Kennedy, however, was decided before the definition of “victim” for purposes of

U.S.S.G. § 2B1.1(b)(2)(B) was amended. Under U.S.S.G. § 2B1.1(b)(2)(B), “victim”

now includes “any individual whose means of identification was used unlawfully or

without authority.” U.S.S.G. § 2B1.1(b)(2)(B) n.4(E). “Means of identification” for

purposes of U.S.S.G. § 2B1.1 is defined in 18 U.S.C. § 1028(d)(7), and includes any

“access device.” See U.S.S.G. § 2B1.1 n.1. An “access device” is:

       any card, plate, code, account number, electronic serial number, mobile
       identification number, personal identification number, . . . or other means of
       account access that can be used, alone or in conjunction with another access
       device, to obtain money, goods, services, or any other thing of value, or that
       can be used to initiate a transfer of funds.

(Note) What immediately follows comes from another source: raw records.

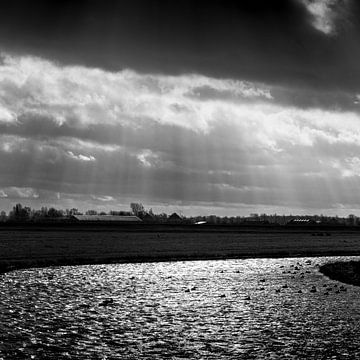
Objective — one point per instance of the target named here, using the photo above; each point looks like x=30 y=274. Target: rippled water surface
x=232 y=309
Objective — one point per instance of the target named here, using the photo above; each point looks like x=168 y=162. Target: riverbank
x=28 y=247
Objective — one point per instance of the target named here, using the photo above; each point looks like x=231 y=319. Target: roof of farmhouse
x=118 y=218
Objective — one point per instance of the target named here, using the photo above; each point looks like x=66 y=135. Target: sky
x=199 y=107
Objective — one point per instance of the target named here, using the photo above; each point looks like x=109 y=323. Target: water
x=233 y=309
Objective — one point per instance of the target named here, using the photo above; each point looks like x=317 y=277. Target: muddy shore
x=28 y=247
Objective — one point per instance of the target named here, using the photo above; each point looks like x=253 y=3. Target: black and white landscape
x=179 y=179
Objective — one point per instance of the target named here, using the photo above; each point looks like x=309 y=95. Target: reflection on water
x=232 y=309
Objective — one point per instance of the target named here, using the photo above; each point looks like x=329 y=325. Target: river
x=228 y=309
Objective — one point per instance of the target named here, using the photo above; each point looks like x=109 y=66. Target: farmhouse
x=106 y=218
x=175 y=219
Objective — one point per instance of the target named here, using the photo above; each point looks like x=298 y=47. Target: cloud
x=106 y=138
x=326 y=13
x=81 y=157
x=18 y=193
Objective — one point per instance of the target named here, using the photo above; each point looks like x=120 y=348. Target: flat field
x=53 y=245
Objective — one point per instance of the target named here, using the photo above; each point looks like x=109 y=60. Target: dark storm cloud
x=270 y=41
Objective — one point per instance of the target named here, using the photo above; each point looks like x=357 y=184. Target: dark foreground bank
x=27 y=247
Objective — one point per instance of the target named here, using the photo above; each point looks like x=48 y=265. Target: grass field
x=43 y=246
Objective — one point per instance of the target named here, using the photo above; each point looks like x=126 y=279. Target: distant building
x=106 y=218
x=301 y=221
x=147 y=217
x=175 y=219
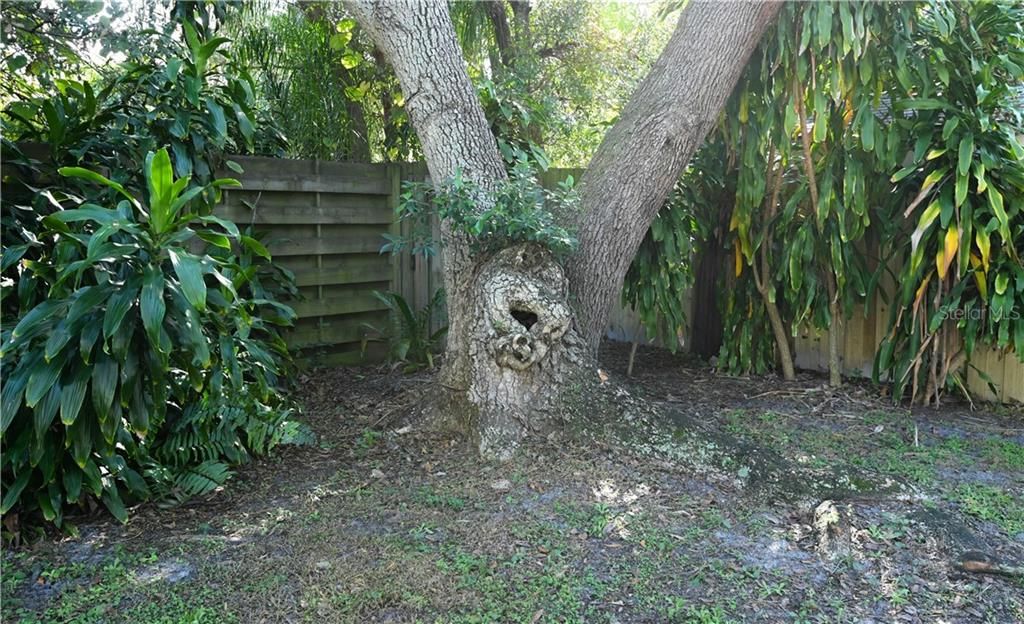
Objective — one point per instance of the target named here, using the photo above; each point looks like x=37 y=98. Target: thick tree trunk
x=513 y=351
x=510 y=346
x=640 y=159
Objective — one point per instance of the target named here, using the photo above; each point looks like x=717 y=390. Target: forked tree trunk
x=660 y=128
x=515 y=345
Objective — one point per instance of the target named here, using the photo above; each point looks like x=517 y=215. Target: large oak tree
x=524 y=329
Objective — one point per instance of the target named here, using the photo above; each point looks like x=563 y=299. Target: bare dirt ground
x=380 y=522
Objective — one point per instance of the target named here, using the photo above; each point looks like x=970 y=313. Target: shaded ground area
x=383 y=523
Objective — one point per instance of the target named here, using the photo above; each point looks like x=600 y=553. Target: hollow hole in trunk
x=524 y=317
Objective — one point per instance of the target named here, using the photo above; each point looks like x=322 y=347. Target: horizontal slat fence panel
x=326 y=220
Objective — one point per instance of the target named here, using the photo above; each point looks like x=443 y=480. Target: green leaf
x=351 y=60
x=152 y=303
x=74 y=394
x=104 y=383
x=948 y=127
x=995 y=203
x=189 y=272
x=965 y=155
x=92 y=176
x=42 y=377
x=118 y=306
x=13 y=492
x=961 y=189
x=217 y=240
x=160 y=178
x=219 y=120
x=920 y=104
x=46 y=410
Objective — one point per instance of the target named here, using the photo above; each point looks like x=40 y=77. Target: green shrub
x=520 y=210
x=147 y=363
x=410 y=339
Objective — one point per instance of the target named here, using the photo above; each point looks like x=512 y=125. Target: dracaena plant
x=150 y=366
x=958 y=118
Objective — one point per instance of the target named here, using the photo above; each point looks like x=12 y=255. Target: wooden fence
x=326 y=222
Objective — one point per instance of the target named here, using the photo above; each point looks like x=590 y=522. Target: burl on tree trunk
x=515 y=343
x=521 y=349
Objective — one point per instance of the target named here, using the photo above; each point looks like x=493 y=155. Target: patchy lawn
x=380 y=523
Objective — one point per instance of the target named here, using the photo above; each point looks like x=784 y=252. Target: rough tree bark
x=515 y=343
x=660 y=128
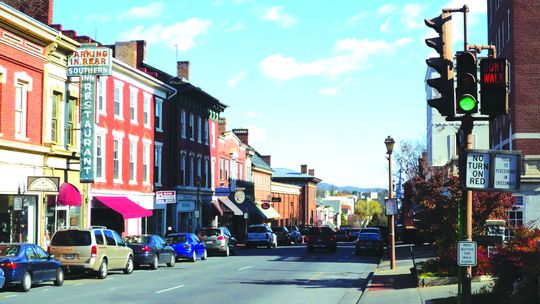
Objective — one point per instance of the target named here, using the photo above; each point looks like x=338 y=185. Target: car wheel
x=172 y=261
x=205 y=255
x=102 y=272
x=59 y=277
x=26 y=282
x=129 y=266
x=155 y=264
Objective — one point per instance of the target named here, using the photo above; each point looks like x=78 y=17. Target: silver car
x=218 y=239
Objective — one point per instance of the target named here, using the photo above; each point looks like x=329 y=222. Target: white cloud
x=236 y=78
x=351 y=55
x=182 y=34
x=386 y=9
x=252 y=115
x=384 y=26
x=328 y=91
x=275 y=14
x=152 y=10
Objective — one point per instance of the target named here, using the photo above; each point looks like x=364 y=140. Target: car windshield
x=257 y=229
x=9 y=250
x=136 y=239
x=210 y=232
x=71 y=238
x=370 y=230
x=176 y=239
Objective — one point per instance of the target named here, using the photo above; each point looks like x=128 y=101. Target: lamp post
x=389 y=142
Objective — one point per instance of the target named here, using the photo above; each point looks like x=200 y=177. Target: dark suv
x=321 y=237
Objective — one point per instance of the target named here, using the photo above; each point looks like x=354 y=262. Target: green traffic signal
x=467 y=103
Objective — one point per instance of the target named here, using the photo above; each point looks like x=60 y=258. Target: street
x=287 y=274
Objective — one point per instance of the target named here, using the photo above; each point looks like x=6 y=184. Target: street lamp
x=389 y=142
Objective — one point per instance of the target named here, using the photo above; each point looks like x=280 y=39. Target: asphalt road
x=287 y=274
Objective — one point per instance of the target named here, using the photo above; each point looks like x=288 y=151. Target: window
x=71 y=120
x=117 y=154
x=182 y=168
x=183 y=124
x=20 y=109
x=118 y=99
x=146 y=110
x=133 y=105
x=199 y=129
x=158 y=151
x=100 y=148
x=191 y=126
x=159 y=114
x=146 y=162
x=132 y=161
x=205 y=138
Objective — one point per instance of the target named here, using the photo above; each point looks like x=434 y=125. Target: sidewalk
x=397 y=286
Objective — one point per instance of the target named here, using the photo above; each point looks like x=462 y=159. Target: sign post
x=87 y=63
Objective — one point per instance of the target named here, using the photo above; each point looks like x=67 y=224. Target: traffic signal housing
x=493 y=86
x=443 y=64
x=467 y=83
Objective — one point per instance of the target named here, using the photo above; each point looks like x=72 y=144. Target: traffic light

18 U.S.C. § 1029(e). Credit card and debit card account numbers clearly fall within the

definition of “access device” as “account numbers” that can be used “to obtain money,

goods, services, or any other thing of value, or that can be used to initiate a transfer of

funds.” Each individual account holder whose account number was used unlawfully or

without authority therefore was a “victim,” and the district court correctly found that

there were more than fifty such victims in this case. The four-level enhancement thus

was proper.

                                            IX.

       For the reasons set forth above, we will affirm.